Skip to contents

pivot_nhgis_data() uses tidyr::pivot_longer() switches NHGIS data from a wide to long format and creates a denominator column based on a preset crosswalk between variables and corresponding denominators. The input data must have variable column labels present.

join_nhgis_percent() uses the denominator values added in pivoting to calculating a percent share value. This feature is supported for many but not all of the most popular NHGIS time series variables. Both function uses a similar set of conventions as the {getACS} package to support ease of code reuse between NHGIS and American Community Survey (ACS) data.

At present, all numeric columns that do not appear to be an identifier are pivoted.

Usage

pivot_nhgis_data(
  data,
  variable_col = "variable",
  value_col = "value",
  column_title_col = "column_title",
  denominator_prefix = "denominator_",
  cols_vary = "slowest",
  denominators = list(persons = "A00AA", families = "A68AA", housing_units = "A41AA",
    occupied_units = "A43AA"),
  call = caller_env()
)

join_nhgis_percent(
  data,
  variable_col = "variable",
  value_col = "value",
  column_title_col = "column_title",
  denominator_prefix = "denominator_",
  perc_prefix = "perc_",
  join_cols = c("GISJOIN", "YEAR"),
  digits = 2
)

Arguments

data

A data frame to pivot.

variable_col

Variable column name

value_col

Value column name

column_title_col

Column title column name (to be created from column labels)

cols_vary

When pivoting cols into longer format, how should the output rows be arranged relative to their original row number?

  • "fastest", the default, keeps individual rows from cols close together in the output. This often produces intuitively ordered output when you have at least one key column from data that is not involved in the pivoting process.

  • "slowest" keeps individual columns from cols close together in the output. This often produces intuitively ordered output when you utilize all of the columns from data in the pivoting process.

denominators

Named list of denominator values.

call

The execution environment of a currently running function, e.g. call = caller_env(). The corresponding function call is retrieved and mentioned in error messages as the source of the error.
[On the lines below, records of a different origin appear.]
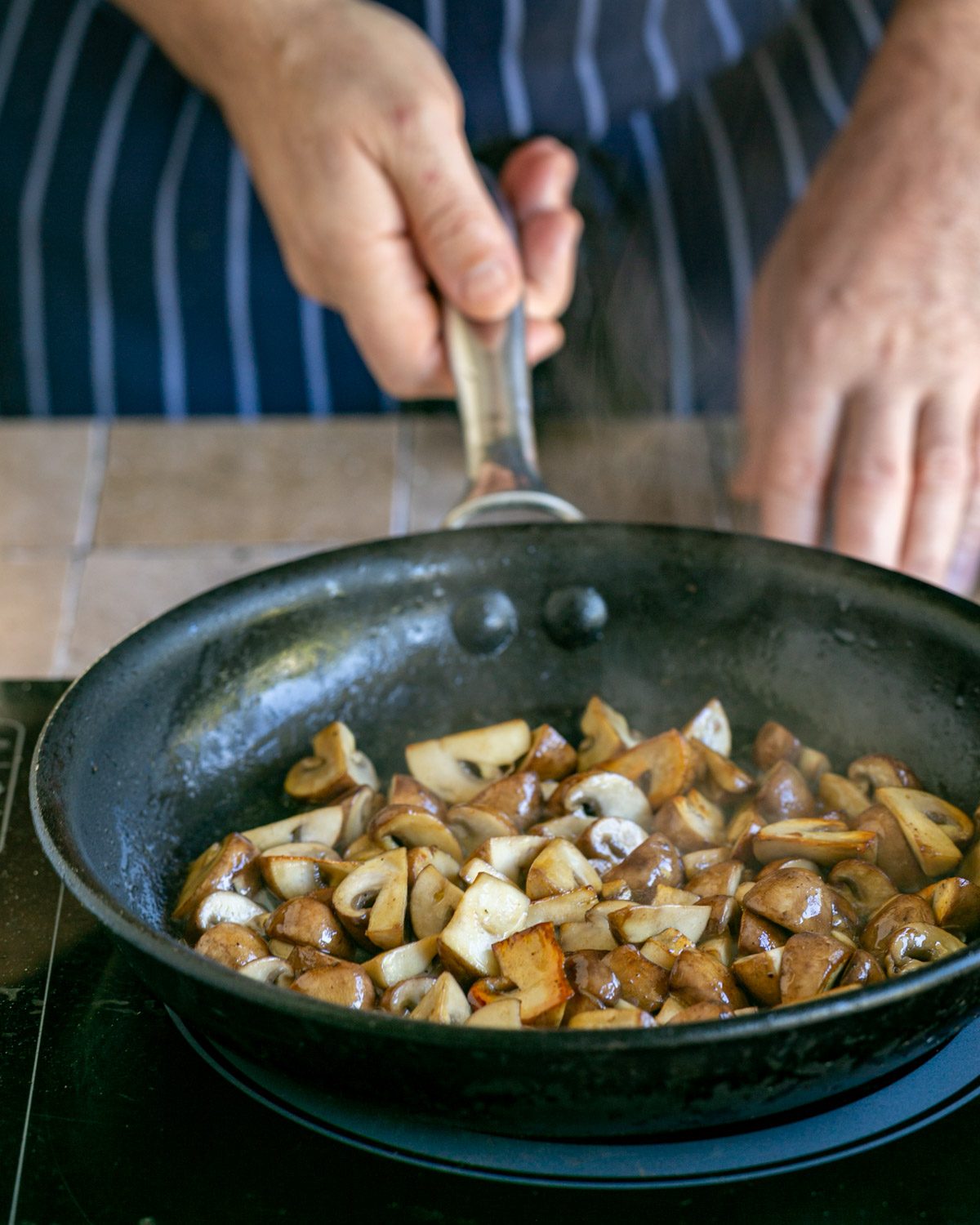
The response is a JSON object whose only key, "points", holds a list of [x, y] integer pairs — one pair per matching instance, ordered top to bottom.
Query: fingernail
{"points": [[485, 281]]}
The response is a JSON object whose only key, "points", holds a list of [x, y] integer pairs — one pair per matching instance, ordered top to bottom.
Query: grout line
{"points": [[401, 489], [85, 537], [37, 1060]]}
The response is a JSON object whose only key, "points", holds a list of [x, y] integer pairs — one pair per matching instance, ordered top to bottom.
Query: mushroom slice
{"points": [[710, 728], [605, 732], [774, 744], [550, 755], [460, 766], [661, 767], [880, 769], [406, 789], [842, 795], [519, 796], [923, 817], [690, 822], [414, 827], [610, 838], [821, 840], [512, 854], [654, 862], [559, 867], [294, 869], [213, 871], [718, 879], [864, 884], [793, 898], [372, 901], [433, 902], [956, 903], [225, 906], [561, 908], [489, 911], [897, 911], [635, 925], [232, 945], [915, 946], [406, 962], [534, 962], [811, 964], [272, 970], [759, 973], [698, 978], [342, 982], [641, 982], [407, 995], [443, 1004], [497, 1014]]}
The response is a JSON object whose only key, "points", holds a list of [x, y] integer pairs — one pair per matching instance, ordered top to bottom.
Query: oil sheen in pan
{"points": [[935, 1087]]}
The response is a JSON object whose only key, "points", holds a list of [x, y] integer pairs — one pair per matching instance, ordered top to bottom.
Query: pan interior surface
{"points": [[185, 730]]}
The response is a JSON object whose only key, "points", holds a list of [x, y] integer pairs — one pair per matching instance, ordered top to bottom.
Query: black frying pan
{"points": [[185, 730]]}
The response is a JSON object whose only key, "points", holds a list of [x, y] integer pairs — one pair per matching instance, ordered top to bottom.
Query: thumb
{"points": [[456, 225]]}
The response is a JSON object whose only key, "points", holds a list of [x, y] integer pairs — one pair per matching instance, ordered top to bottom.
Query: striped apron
{"points": [[139, 274]]}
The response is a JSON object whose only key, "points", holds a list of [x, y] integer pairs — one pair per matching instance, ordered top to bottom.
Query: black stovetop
{"points": [[108, 1115]]}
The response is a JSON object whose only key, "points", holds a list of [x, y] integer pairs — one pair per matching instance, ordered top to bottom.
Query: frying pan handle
{"points": [[492, 394]]}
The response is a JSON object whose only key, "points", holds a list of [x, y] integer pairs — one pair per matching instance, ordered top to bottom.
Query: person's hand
{"points": [[353, 131], [862, 376]]}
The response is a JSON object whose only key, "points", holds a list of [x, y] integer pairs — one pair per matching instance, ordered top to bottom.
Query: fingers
{"points": [[875, 475], [942, 478]]}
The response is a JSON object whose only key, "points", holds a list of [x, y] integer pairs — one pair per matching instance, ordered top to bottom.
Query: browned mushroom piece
{"points": [[710, 728], [605, 733], [774, 744], [550, 756], [460, 766], [662, 767], [879, 769], [406, 789], [783, 794], [838, 794], [690, 822], [409, 826], [933, 830], [825, 842], [654, 862], [215, 870], [864, 884], [793, 898], [372, 899], [956, 904], [897, 911], [309, 920], [232, 945], [915, 946], [534, 962], [810, 965], [862, 969], [759, 973], [593, 978], [698, 978], [641, 982], [343, 984], [407, 995]]}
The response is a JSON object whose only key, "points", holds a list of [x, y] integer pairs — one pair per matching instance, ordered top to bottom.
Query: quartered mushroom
{"points": [[336, 767], [458, 767], [372, 902]]}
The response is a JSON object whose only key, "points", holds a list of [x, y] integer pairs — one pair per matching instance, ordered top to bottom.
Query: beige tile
{"points": [[42, 477], [232, 483], [32, 586], [122, 588]]}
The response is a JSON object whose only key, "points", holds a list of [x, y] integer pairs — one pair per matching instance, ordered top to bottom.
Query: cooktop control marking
{"points": [[11, 751]]}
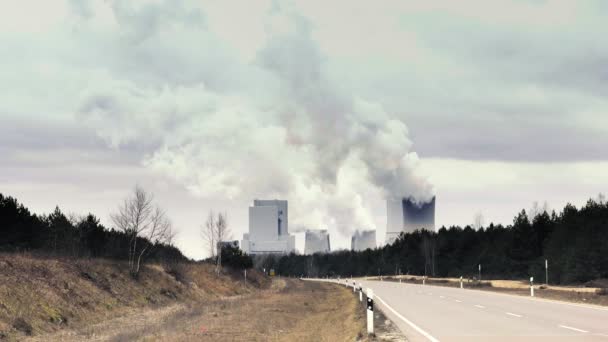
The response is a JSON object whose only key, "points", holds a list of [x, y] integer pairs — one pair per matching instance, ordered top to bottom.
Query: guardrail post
{"points": [[531, 286], [370, 311]]}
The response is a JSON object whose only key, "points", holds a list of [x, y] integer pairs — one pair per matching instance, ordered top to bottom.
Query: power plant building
{"points": [[407, 215], [268, 229], [363, 240], [316, 241]]}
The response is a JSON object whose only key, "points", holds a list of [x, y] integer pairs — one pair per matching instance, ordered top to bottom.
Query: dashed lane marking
{"points": [[572, 328]]}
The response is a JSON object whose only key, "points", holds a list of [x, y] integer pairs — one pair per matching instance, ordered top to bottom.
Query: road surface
{"points": [[434, 313]]}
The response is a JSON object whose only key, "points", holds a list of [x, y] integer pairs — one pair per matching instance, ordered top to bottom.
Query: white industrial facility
{"points": [[407, 215], [268, 229], [363, 240], [316, 241]]}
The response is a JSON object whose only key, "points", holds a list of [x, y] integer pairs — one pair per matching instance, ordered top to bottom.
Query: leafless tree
{"points": [[537, 210], [140, 219], [478, 221], [214, 231], [208, 234], [222, 234]]}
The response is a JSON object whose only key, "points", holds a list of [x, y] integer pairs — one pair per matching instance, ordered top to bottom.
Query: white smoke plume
{"points": [[274, 126]]}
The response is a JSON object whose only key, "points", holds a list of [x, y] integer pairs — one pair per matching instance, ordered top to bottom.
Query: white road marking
{"points": [[417, 328], [571, 328]]}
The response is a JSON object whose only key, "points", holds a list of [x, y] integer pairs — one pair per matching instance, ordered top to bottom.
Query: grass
{"points": [[41, 295]]}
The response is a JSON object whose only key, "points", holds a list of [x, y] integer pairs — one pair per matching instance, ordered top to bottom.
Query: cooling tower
{"points": [[407, 215], [363, 240]]}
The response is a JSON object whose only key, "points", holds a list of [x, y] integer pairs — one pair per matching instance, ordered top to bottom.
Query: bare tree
{"points": [[139, 219], [478, 221], [214, 231], [208, 234], [222, 234]]}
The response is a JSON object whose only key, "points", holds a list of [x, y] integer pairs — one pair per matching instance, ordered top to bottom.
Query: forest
{"points": [[58, 234], [574, 243]]}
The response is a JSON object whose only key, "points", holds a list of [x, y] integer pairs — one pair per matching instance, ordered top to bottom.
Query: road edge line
{"points": [[411, 324]]}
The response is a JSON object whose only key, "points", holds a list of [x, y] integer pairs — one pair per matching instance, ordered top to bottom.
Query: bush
{"points": [[234, 258], [179, 271]]}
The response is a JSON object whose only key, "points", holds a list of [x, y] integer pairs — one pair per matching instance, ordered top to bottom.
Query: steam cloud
{"points": [[276, 125]]}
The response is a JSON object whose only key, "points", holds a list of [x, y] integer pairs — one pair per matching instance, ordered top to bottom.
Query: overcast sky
{"points": [[489, 105]]}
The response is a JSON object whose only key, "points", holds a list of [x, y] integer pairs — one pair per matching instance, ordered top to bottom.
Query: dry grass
{"points": [[40, 296], [291, 310]]}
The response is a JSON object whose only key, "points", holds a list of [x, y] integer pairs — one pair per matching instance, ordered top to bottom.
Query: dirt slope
{"points": [[39, 295]]}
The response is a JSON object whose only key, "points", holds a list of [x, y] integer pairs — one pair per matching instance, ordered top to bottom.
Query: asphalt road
{"points": [[434, 313]]}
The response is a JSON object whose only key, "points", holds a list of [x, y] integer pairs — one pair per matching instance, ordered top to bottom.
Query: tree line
{"points": [[142, 232], [574, 242]]}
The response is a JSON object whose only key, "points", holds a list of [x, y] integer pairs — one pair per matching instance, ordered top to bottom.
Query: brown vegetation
{"points": [[39, 296]]}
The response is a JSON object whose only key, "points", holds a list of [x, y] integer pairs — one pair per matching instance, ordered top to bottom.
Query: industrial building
{"points": [[408, 215], [268, 229], [363, 240], [316, 241], [224, 244]]}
You only need to supply call when throwing a condition from a helper function which wouldn't be relevant to mention in the message.

Can also be NULL or a defused function call to respectively not display any call or hard-code a code to display.

For more information about error calls, see Including function calls in error messages.

perc_prefix

Prefix string to use for calculated percent value.